The Forum, having submitted the results of its preliminary work to the Committee on Fiscal Affairs, will maintain a dialogue with the jurisdictions under review, and it is not expected that any findings will be published until after the June 2000 OECD Ministerial meeting. The report to Ministers is expected to distinguish between unco-operative tax havens and those jurisdictions that have chosen to commit themselves towards eliminating the harmful aspects of their tax regimes.
At the same time as the Forum has been considering the position of the 47 jurisdictions included in the initial list of potential tax havens it has been undertaking work reviewing the preferential tax regimes of OECD member countries. The 1998 report foresaw that the member countries would complete a self review of their preferential tax regimes by April 2000 and recommended that they eliminate any harmful features of such regimes by April 2003. The results of this work are also expected to be presented to Ministers in June 2000. In addition a high level meeting is to take place with countries outside the OECD in an effort to engage them further in the fight against the spread of tax havens and the use of harmful preferential tax regimes for financial and other geographically mobile services.
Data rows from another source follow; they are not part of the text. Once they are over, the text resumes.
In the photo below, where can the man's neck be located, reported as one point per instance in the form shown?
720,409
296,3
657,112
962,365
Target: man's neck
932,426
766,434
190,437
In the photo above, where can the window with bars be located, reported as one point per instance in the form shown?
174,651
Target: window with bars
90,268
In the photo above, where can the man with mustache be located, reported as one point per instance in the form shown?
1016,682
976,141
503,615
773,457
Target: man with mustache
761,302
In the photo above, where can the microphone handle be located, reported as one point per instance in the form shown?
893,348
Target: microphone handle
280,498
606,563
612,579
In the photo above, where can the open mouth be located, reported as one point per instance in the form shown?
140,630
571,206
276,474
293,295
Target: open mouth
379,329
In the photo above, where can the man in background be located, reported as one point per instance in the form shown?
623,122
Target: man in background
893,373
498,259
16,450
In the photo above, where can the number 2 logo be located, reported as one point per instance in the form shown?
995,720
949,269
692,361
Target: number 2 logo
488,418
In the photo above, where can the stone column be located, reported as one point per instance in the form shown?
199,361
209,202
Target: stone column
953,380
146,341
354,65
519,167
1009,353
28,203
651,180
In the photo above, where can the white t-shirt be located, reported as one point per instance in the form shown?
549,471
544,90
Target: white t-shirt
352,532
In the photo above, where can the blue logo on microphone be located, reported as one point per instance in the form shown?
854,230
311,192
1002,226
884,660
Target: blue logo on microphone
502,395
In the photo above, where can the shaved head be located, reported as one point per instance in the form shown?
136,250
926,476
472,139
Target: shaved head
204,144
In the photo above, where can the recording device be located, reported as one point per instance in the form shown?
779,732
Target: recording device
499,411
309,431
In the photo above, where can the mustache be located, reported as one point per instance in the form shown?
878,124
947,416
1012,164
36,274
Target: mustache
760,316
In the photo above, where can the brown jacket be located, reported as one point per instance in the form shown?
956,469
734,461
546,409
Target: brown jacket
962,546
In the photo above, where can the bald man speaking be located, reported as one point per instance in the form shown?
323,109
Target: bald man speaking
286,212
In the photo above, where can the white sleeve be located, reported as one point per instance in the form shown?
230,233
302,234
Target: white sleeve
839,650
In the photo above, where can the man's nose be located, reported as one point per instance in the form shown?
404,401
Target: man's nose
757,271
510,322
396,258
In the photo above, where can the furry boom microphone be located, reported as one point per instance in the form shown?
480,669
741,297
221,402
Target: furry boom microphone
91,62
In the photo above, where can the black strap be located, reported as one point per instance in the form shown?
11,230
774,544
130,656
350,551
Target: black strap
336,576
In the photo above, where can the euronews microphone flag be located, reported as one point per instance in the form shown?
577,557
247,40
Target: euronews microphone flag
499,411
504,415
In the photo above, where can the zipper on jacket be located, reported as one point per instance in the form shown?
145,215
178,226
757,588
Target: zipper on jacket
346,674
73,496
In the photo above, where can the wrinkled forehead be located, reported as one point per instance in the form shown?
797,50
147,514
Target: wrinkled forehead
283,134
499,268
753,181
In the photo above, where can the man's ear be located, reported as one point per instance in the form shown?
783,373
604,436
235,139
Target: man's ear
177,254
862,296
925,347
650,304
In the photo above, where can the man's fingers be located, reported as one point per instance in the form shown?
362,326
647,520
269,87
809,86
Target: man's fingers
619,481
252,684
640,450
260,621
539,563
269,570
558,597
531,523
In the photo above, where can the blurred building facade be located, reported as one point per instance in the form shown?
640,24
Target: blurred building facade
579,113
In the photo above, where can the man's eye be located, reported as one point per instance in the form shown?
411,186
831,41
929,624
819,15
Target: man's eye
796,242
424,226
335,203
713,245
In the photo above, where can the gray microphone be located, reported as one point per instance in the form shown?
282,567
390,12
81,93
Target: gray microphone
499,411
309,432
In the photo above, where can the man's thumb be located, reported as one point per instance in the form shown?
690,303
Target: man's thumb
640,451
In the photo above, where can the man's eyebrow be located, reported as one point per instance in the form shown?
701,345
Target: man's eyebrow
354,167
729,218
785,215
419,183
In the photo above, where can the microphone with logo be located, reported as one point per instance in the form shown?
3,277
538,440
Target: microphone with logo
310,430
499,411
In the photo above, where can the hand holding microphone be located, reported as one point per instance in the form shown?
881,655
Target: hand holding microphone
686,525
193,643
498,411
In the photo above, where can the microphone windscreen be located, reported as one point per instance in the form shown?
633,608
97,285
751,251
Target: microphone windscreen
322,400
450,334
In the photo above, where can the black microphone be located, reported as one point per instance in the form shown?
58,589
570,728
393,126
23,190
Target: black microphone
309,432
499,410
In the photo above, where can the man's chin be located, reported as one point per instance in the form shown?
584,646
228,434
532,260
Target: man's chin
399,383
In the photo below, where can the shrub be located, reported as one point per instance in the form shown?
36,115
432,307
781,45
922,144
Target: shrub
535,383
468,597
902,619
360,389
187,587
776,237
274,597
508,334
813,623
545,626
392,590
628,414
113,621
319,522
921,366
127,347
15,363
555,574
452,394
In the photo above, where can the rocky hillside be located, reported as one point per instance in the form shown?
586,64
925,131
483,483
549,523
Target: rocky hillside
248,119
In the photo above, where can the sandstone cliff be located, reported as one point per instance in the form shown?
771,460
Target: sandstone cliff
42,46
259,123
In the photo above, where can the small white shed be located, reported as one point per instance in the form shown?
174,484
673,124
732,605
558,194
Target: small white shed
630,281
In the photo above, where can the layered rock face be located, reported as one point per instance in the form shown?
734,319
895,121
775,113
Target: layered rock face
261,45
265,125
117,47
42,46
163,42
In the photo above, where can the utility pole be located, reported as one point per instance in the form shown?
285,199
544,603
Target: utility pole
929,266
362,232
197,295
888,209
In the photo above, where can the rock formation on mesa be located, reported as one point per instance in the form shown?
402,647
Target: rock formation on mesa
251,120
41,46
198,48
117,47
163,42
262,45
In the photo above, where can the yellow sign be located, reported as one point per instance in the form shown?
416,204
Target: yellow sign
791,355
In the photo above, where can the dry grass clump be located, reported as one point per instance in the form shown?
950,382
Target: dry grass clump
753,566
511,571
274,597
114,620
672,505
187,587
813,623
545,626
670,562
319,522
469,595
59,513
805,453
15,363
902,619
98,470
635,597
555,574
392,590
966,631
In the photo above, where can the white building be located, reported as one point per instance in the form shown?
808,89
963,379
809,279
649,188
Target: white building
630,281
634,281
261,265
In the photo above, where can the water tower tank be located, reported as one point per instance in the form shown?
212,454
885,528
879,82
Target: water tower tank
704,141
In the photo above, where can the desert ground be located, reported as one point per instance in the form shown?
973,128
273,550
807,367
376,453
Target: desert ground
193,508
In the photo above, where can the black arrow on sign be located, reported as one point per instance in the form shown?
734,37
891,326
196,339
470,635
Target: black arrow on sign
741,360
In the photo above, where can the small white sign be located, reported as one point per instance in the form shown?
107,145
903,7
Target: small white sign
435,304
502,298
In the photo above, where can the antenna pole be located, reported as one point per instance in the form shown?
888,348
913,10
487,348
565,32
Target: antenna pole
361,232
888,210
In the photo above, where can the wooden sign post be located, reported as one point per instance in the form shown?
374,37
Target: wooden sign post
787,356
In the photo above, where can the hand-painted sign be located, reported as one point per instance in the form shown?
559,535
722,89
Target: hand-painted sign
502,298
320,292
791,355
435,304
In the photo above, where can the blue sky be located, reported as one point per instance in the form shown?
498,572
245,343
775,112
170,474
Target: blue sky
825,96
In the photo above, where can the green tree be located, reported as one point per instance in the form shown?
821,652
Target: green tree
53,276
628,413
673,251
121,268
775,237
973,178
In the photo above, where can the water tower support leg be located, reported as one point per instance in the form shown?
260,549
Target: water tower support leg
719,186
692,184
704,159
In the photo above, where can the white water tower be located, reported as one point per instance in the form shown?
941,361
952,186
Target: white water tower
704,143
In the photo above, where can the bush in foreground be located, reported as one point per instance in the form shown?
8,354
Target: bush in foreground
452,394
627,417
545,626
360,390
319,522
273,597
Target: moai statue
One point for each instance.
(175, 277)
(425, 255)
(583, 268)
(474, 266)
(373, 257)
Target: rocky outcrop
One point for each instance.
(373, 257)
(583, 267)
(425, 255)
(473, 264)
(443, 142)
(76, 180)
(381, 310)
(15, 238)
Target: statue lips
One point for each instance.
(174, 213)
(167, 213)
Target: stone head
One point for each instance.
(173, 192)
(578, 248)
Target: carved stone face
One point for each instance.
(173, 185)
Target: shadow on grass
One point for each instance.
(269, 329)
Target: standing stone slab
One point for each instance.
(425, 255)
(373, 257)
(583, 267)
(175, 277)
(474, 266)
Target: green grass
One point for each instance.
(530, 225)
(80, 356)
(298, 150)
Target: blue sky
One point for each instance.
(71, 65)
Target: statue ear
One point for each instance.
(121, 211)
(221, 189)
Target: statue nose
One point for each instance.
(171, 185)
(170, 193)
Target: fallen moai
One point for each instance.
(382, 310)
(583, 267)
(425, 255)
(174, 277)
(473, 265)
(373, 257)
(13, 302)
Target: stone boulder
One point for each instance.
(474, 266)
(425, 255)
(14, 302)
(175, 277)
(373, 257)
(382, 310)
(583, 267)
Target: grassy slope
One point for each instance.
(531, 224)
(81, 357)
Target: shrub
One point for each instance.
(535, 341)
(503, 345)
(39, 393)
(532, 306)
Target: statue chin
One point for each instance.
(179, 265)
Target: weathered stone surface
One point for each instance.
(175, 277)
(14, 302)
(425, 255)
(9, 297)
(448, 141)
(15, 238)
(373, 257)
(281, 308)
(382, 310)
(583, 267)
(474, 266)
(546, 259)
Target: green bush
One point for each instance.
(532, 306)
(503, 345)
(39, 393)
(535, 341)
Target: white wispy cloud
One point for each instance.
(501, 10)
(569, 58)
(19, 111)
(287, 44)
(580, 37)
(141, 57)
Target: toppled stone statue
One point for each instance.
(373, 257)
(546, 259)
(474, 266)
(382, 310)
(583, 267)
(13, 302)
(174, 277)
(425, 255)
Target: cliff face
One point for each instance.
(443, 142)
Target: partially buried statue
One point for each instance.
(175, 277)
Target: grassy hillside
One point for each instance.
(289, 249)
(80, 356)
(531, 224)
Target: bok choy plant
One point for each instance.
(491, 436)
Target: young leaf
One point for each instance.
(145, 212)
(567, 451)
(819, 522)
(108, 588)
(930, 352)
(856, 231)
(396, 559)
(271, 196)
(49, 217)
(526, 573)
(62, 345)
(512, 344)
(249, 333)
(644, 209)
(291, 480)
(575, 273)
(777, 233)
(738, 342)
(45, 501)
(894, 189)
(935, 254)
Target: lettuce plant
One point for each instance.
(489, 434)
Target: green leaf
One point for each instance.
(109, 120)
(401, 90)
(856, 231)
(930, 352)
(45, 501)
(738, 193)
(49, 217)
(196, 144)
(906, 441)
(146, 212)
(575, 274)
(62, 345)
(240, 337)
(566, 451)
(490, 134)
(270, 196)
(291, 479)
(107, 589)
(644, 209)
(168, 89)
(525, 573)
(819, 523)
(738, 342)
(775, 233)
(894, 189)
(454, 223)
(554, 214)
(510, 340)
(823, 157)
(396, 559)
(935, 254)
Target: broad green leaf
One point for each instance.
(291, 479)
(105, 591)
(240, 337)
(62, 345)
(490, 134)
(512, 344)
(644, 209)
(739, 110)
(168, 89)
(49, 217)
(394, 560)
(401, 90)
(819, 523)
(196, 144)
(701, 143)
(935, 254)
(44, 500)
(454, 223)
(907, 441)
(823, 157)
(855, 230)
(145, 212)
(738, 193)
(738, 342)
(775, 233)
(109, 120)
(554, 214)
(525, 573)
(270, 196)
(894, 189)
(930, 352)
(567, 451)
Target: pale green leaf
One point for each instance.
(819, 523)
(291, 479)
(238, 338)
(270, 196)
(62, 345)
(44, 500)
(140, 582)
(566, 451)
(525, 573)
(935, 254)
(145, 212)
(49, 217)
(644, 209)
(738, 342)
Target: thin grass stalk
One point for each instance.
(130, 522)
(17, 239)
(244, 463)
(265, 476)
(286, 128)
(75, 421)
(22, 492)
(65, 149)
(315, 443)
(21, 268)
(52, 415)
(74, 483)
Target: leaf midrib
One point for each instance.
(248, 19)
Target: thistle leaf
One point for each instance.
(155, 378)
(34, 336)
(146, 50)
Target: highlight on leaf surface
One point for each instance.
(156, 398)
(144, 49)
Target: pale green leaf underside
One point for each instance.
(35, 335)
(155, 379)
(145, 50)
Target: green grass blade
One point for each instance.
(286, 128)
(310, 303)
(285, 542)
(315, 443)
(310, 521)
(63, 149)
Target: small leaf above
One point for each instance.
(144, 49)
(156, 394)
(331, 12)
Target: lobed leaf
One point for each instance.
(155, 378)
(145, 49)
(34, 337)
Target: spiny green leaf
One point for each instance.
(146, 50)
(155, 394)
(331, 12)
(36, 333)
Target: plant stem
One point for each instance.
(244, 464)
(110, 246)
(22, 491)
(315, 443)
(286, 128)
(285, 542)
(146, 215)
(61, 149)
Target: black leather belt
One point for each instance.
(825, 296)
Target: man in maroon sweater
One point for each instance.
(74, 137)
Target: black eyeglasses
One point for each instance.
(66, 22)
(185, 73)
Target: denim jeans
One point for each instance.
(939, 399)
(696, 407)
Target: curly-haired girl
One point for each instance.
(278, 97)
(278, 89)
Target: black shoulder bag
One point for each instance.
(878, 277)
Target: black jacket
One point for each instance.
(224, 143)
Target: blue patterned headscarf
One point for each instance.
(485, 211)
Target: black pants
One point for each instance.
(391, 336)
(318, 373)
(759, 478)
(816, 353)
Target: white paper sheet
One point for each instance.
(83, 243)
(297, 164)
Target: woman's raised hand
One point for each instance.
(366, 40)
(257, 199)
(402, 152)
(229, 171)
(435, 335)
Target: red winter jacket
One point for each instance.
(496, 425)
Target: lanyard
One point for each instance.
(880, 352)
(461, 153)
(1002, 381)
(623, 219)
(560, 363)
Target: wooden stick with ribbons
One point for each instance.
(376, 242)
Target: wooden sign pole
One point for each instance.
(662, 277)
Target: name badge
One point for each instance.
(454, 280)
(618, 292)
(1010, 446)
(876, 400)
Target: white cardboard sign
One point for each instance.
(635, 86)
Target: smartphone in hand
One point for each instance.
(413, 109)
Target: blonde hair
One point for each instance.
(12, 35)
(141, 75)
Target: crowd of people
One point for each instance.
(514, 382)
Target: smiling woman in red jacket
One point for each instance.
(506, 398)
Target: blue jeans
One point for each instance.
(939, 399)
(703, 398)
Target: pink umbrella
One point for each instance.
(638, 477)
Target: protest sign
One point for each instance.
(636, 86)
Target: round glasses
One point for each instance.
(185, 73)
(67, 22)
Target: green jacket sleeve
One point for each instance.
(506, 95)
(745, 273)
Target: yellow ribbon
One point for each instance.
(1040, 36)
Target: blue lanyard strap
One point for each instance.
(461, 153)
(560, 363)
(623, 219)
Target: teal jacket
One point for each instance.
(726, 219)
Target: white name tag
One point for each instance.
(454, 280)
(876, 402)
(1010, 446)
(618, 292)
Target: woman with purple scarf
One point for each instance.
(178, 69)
The Insular Authorities consider that, as has been the practice with other international groups such as the Financial Action Task Force, the Basle Committee on Banking Supervision and the G7 Financial Stability Forum, the distinction that should be drawn is not between onshore and offshore centres, or tax havens as the latter are often described, but between co-operating and non co-operating jurisdictions. A distinction should be drawn between those jurisdictions that are working to international standards and those that are not. If this distinction is not made the conclusion must be drawn that the exercise has been based on a predetermination of which territories should be described as tax havens, rather than any objective and logical assessment of the circumstances surrounding the individual jurisdictions. This would also be in conflict with the reputation of the OECD for adopting a professional approach to its responsibilities. It should be recognised that the Channel Islands and the Isle of Man, in their tax structures and general compliance with international standards, can and should be equated with Luxembourg and Switzerland which were not included in the initial list of potential tax haven jurisdictions. In the author’s view the Insular Authorities have reason to remain confident, having regard to the wording of the OECD report of May 1998, that the logic of the arguments they have advanced in defence of the view that Jersey is not a tax haven will be fully recognised.
Conclusion
Whatever the outcome of the EU or the OECD tax proposals in due course Jersey can expect to be asked to consider in what way it would wish to participate in an international movement to reduce harmful tax competition. As a pre-requisite to any such considerations however there must be general agreement on what is meant by “harmful”, and any moves to reduce harmful tax competition must take place on an international level playing field basis. If the approach to reducing harmful tax competition is objective, constructive, and global the eventual outcome can be expected to be positive for the Island, as a centre providing financial services to international standards, and Jersey can be expected to remain a relatively low tax jurisdiction.
Colin Powell OBE was Economic Adviser to the States of Jersey between 1969 and 1992 and was Chief Adviser to the States of Jersey until December 1998. In 1999 he was appointed Chairman of the Jersey Financial Services Commission.